One gets the feeling that her love and devotion were so deep that she would not even have minded had Jesus simply carried on conversation with the dinner guests and not drawn attention to her at all.

But he did, and just like with Ahab, what began as a small action began to ripple out through the relationship system.

Jesus used the moment to teach Simon the Pharisee and the other dinner guests about love and service and forgiveness.

The news about this event spread and continued to spread until even we, two thousand years later, are talking about it today.

Consider how radically different the results of this woman’s actions are from the results of Ahab’s actions.

Ahab’s selfishness and greed resulted in a good man’s death, his wife Jezebel’s crime, and the weakening of the divinely anointed kingship of Israel.

The woman who anointed Jesus’ feet took actions that resulted in millions of people learning about love and forgiveness and the tenderness of Christ toward every small service we try to offer.

What was the difference between them that created these rippling effects of death and sin versus life and love?

Ahab was focused on himself and his desires, the Gospel woman was focused on Jesus and his love.

Life together in church will give us an almost constant stream of choice between ourselves and our desires, and the presence of Christ in one another and our chance to serve and love that presence.
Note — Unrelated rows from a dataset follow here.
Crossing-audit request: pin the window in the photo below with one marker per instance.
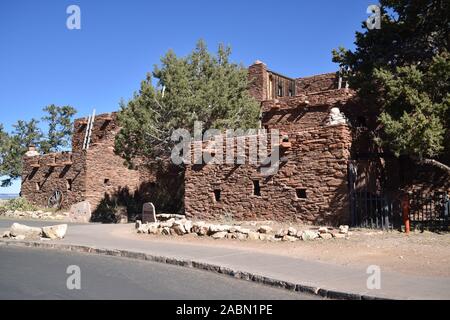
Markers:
(256, 188)
(301, 193)
(217, 195)
(280, 90)
(69, 184)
The hundreds of ethical choices we face each day can seem overwhelming at times.

But what enables us to face them with courage and hope and a chance of doing the right thing is a conscious orientation away from ego and self and toward Christ.

Jesus sees us reaching out to him and responds with open hands, encouraging and supporting and loving us just as he did this woman who offered him her love.

Our goal is to make manifest the words of Paul in our lesson from Galatians today: “It is no longer I who live, but it is Christ who lives in me.”

So let us dedicate ourselves and our choices and our pursuit of integrity to Jesus. He will be there to love and support us when we make mistakes, and to celebrate our victories over selfishness and smallness.

We never know when our smallest action may ripple out to change the world—let us make sure it is a change for the better.

Let us make sure it is a change for love.